The prohibition, imposed after an unsuccessful personal intervention by Tony Blair, was the main development in a day of talks at Stormont which focused more on marching than on the key arms decommissioning issue.

This meant the talks edged ever closer to their Wednesday midnight deadline without particularly intense negotiations. One party leader emerged from the talks in mid-afternoon to say: "Nothing's happening in there yet. I'm going for a walk."

One view was that the talks would only come to life this afternoon, when an important report on decommissioning is due to be delivered. This is being drawn up by an international body on decommissioning, headed by the Canadian General John de Chastelain, who last week circulated all parties with a number of questions to be answered by noon today.
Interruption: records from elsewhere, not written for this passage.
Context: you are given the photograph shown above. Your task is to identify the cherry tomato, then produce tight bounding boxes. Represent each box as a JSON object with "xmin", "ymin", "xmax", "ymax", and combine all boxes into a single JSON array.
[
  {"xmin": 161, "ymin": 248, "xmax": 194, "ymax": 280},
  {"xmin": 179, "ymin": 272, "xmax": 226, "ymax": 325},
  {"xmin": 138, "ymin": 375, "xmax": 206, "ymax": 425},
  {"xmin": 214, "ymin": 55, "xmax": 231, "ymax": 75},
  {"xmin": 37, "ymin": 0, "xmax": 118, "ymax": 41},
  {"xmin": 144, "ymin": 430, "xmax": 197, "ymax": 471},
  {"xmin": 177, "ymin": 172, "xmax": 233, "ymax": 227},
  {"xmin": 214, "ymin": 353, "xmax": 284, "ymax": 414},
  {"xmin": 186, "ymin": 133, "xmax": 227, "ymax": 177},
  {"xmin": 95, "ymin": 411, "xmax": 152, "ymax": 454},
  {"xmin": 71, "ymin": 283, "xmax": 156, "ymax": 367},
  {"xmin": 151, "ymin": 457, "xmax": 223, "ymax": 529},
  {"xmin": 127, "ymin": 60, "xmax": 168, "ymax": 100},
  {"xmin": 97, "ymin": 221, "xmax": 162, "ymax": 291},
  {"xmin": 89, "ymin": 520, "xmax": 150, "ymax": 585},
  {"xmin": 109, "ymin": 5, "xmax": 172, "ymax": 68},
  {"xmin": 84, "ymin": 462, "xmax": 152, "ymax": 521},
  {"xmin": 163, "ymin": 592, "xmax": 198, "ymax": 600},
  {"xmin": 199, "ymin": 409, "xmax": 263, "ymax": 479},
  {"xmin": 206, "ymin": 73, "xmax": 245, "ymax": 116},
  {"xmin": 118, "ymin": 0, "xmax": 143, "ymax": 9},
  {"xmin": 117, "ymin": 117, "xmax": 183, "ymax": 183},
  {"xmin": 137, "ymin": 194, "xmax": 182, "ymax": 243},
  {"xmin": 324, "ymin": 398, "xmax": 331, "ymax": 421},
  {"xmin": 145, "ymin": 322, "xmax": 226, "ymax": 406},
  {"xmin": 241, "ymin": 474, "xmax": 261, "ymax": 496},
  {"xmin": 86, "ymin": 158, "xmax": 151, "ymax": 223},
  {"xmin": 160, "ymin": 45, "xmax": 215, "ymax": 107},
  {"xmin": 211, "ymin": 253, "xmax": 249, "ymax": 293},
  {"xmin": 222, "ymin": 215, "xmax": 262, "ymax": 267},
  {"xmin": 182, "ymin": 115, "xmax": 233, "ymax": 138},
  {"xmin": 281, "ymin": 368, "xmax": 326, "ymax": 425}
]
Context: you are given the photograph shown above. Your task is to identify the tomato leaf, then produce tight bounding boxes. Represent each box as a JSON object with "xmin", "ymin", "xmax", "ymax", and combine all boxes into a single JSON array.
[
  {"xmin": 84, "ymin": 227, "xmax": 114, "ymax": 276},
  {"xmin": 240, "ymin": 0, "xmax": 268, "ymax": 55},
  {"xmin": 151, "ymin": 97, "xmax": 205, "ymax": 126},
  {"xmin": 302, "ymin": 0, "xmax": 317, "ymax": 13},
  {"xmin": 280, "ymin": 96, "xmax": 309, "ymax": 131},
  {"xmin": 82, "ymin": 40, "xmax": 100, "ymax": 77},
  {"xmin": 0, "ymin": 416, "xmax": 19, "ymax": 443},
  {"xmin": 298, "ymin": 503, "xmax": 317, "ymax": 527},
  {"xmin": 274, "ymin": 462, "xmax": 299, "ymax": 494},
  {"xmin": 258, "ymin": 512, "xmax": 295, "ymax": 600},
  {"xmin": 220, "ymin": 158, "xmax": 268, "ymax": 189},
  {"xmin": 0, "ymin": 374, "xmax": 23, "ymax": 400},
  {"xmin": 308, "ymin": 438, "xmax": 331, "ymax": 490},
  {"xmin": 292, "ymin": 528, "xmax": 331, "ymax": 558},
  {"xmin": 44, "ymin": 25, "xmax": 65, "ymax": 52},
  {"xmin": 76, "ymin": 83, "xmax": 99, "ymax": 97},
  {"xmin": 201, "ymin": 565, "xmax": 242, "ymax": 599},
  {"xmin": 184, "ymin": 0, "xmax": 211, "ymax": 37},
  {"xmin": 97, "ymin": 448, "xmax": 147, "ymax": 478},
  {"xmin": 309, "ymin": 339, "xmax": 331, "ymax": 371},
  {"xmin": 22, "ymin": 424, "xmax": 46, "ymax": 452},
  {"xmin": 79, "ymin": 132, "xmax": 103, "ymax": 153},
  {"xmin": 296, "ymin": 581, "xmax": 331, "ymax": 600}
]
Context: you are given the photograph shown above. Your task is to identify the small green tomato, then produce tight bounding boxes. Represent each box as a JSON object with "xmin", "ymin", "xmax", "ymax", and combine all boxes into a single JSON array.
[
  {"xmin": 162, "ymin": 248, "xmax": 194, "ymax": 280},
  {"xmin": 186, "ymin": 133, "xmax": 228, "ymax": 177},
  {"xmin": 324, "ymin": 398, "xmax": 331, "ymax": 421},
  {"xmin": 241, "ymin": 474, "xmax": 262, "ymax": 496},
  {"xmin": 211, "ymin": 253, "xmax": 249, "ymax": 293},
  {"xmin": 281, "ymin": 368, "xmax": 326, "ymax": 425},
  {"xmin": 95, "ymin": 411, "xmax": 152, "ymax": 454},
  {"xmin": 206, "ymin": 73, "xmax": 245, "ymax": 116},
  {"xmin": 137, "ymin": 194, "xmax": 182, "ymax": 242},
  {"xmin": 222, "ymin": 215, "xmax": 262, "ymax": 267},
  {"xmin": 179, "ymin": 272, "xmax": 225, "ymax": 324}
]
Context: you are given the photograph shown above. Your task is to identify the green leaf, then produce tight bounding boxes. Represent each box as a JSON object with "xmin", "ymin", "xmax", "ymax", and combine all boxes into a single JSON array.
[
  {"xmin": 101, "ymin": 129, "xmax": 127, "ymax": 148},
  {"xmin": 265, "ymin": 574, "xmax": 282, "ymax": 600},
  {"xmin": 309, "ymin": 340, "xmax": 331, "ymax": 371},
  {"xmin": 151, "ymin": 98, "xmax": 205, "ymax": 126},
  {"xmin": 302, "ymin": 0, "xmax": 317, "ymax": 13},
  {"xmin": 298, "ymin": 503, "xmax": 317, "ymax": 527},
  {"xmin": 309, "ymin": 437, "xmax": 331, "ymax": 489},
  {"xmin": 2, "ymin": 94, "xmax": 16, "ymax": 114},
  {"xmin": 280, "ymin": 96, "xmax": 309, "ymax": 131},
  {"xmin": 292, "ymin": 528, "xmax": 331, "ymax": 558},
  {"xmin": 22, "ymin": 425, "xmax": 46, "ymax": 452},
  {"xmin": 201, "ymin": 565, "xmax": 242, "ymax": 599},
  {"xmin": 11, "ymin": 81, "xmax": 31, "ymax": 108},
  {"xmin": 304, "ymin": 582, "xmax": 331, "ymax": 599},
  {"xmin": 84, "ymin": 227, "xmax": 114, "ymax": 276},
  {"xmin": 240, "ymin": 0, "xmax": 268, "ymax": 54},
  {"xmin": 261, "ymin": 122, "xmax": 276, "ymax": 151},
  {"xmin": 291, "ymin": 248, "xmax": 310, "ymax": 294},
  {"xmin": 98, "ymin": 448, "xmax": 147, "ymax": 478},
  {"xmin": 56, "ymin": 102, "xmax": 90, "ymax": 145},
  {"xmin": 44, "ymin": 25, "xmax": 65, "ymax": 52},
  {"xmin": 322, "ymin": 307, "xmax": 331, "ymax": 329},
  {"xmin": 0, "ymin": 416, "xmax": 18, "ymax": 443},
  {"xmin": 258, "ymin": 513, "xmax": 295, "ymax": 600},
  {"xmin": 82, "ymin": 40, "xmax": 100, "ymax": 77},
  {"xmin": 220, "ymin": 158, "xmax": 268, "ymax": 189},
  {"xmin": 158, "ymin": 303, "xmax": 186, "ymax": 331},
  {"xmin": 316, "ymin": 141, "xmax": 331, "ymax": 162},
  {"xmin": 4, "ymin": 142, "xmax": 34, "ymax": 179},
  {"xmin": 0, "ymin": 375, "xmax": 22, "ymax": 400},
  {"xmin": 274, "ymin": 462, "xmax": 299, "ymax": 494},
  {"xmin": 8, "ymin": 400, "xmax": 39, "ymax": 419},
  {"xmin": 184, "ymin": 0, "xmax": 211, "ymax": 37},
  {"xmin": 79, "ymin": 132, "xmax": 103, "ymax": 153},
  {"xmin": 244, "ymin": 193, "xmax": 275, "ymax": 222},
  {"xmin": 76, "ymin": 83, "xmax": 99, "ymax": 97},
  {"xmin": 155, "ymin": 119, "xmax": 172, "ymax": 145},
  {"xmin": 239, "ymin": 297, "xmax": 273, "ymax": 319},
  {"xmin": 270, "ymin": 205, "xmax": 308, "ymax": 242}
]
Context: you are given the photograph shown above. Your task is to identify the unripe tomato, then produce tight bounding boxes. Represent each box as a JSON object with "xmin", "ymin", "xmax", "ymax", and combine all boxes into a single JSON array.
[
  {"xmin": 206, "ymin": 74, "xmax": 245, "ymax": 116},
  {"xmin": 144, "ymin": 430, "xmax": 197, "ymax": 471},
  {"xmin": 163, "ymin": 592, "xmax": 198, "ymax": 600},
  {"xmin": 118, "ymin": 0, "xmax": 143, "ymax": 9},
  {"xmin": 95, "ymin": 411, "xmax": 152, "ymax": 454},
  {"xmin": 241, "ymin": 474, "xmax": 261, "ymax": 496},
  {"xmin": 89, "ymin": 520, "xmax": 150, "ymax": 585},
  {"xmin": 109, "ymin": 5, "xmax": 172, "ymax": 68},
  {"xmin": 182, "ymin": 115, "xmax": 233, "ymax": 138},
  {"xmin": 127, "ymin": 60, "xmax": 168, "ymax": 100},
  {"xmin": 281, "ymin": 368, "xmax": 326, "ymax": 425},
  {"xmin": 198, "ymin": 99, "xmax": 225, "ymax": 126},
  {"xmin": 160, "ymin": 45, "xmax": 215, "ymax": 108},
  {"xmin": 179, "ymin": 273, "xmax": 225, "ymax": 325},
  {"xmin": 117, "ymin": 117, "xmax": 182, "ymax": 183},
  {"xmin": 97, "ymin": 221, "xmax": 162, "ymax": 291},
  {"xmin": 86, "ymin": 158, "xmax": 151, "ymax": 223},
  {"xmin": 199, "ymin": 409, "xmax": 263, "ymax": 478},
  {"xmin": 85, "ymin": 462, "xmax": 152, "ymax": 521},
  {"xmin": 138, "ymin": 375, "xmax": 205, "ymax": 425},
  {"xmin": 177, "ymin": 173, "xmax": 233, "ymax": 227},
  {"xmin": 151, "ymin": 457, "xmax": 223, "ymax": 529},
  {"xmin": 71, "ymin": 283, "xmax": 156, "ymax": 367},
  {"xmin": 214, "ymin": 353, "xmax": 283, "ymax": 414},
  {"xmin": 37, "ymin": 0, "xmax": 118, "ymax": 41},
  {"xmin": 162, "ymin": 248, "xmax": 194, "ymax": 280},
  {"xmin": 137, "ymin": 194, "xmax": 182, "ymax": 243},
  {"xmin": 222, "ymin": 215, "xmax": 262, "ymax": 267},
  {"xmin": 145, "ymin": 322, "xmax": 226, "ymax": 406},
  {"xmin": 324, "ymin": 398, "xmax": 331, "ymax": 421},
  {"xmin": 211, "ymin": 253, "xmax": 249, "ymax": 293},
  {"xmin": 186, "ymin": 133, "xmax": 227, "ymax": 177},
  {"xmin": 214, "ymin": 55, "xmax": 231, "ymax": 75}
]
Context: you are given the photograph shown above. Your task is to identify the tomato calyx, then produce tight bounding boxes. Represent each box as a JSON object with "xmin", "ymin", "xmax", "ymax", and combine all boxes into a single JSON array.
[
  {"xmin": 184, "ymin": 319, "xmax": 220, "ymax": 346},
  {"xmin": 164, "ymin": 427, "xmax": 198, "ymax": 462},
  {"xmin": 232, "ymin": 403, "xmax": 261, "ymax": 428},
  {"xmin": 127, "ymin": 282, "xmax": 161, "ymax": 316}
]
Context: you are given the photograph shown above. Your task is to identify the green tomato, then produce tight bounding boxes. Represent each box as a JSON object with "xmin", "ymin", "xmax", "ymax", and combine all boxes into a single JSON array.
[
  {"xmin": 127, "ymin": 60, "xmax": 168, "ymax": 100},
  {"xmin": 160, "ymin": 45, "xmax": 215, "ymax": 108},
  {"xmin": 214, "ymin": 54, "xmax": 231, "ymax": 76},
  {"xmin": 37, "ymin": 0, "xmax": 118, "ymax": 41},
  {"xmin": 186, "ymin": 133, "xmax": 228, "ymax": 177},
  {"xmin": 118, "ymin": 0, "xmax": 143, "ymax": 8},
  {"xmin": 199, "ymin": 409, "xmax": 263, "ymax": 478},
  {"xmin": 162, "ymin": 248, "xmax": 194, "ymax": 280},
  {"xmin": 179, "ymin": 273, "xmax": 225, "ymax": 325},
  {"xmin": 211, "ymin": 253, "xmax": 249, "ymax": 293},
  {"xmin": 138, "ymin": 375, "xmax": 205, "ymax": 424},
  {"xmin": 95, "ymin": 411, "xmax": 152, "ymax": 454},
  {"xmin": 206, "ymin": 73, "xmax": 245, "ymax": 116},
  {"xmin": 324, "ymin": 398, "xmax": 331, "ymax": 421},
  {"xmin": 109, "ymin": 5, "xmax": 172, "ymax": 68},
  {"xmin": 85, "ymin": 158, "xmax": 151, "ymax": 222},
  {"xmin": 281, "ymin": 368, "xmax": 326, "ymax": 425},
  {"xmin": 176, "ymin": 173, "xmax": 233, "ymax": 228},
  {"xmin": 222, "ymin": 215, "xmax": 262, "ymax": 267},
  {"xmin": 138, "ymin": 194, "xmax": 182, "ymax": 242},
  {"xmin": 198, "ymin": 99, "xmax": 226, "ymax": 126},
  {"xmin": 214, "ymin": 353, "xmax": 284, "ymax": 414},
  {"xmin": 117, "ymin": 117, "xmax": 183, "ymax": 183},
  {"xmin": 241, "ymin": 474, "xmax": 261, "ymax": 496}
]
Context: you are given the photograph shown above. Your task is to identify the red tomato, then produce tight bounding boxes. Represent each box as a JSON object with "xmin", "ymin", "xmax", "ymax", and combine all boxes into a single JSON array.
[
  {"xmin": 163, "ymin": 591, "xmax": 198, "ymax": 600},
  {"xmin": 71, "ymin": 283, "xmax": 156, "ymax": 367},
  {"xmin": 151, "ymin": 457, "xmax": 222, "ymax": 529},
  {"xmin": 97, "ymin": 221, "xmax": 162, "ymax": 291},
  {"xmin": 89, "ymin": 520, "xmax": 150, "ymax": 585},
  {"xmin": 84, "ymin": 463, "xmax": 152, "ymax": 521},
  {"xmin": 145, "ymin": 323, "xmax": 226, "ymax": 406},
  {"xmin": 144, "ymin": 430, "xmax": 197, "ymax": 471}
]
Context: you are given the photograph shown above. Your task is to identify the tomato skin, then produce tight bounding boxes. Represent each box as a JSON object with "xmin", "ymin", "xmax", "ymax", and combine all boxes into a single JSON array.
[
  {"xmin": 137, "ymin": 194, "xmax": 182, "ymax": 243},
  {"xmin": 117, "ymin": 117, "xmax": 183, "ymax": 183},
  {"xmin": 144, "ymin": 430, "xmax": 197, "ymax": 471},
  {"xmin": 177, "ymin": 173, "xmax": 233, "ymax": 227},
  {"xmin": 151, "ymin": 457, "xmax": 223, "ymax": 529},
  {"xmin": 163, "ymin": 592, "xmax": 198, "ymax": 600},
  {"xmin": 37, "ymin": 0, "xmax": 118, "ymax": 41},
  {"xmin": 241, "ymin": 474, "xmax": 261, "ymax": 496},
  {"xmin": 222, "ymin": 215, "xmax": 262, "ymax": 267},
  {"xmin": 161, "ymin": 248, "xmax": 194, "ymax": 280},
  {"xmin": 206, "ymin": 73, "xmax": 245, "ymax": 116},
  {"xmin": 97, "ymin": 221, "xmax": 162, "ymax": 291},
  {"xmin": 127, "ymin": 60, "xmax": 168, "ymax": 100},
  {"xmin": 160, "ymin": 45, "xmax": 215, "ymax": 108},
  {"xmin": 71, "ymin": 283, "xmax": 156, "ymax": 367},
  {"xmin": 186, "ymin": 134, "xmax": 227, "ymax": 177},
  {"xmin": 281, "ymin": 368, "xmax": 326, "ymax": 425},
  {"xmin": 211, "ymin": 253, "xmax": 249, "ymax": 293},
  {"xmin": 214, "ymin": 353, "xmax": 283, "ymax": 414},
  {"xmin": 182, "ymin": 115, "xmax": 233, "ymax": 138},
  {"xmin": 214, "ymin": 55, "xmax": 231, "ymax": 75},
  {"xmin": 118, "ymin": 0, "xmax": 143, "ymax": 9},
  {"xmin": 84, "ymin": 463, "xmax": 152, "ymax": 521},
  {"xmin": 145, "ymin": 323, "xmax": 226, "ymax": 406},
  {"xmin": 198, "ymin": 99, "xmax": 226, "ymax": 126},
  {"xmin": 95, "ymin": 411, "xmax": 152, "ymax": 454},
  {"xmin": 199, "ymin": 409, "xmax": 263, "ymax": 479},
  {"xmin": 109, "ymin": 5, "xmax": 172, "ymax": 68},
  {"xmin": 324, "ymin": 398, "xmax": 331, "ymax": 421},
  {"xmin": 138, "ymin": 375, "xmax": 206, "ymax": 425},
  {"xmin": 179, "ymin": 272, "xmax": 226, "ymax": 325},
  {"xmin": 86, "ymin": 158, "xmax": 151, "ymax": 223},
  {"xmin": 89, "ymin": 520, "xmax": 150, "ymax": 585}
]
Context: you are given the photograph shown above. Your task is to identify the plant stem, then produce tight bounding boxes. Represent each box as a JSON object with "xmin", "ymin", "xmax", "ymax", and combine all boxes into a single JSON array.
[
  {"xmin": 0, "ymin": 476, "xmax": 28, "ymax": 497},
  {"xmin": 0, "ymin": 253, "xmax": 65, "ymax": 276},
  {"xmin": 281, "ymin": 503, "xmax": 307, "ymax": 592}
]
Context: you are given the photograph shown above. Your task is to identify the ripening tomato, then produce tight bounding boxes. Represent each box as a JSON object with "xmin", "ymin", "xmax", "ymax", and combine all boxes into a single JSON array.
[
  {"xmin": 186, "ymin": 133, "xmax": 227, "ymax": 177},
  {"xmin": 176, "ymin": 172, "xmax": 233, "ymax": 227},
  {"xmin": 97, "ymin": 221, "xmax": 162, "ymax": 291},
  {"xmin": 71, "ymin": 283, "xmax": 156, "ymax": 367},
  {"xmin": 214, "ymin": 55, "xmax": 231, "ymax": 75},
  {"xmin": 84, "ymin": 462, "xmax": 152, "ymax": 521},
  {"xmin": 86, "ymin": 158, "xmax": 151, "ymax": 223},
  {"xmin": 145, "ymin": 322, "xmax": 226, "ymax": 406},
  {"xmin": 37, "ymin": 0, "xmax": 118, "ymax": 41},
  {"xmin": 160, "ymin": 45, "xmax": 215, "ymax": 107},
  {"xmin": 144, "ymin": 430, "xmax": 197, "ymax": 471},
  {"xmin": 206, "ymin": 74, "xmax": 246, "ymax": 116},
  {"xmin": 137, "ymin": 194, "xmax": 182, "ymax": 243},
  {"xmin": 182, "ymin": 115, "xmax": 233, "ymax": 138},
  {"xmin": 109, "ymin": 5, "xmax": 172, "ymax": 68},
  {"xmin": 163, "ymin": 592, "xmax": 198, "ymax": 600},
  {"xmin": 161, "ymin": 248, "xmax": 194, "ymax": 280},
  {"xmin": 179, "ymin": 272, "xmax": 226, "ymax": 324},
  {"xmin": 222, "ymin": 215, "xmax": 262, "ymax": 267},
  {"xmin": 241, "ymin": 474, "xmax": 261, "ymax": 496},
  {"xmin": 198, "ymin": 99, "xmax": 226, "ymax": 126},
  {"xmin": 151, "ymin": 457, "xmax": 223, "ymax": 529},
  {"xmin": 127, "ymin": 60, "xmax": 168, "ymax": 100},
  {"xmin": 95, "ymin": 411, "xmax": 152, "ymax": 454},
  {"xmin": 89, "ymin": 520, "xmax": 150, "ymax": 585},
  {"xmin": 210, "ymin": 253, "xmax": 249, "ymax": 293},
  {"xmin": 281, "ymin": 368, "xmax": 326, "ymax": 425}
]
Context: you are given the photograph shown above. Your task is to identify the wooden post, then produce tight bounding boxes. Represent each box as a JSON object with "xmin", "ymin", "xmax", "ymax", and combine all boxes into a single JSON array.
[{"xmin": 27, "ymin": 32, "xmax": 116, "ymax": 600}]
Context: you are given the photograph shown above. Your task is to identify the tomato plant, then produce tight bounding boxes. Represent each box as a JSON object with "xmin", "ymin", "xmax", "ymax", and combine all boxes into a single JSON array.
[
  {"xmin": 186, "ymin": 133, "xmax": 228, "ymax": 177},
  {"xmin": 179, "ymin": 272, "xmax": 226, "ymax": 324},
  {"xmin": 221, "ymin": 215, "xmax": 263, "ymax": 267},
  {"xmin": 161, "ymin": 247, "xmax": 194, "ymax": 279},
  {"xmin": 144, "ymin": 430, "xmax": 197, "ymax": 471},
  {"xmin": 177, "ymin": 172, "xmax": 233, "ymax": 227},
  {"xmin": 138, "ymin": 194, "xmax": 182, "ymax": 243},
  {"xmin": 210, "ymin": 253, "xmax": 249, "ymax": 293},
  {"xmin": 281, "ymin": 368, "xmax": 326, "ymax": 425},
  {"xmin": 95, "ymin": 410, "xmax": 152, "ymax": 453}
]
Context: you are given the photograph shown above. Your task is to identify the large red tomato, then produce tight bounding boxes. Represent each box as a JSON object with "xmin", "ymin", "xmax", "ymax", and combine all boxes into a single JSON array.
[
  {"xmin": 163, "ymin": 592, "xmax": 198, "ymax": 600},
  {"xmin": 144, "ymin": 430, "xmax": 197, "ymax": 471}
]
Parties were asked if any areas of implementation of the overall agreement would "demonstrably facilitate the decommissioning process", and whether they could help determine the willingness of paramilitaries to hand over weapons by May 2000.

Sinn Fein's response will be scrutinised for indications of whether and when the IRA might be expected to move on decommissioning. Pat Doherty, a senior Sinn Fein member, said intriguingly yesterday: "I think that could potentially start a process of us collectively coming to an agreement."

In the meantime, the security forces will proceed with carefully drawn up plans to seal off the countryside around Drumcree parish church to ensure that Sunday's march cannot reach the Catholic Garvaghy Road. More than a thousand troops have already been flown in from Britain.

Ominously, a loyalist bomb threat interrupted the news conference at which Alistair Graham, the Parades Commission chairman, was announcing the Drumcree ban. Portadown Orangemen later issued a statement expressing "bitter disappointment" over what they described as a failure by residents to respond to initiatives aimed at solving the dispute.

There is also much apprehension about Orange Order plans to have two large parades depart from their normal routes on 12 July to converge from on a Belfast flashpoint, the Catholic Lower Ormeau district. This would lead to thousands of Orangemen marching on a small and isolated nationalist ghetto.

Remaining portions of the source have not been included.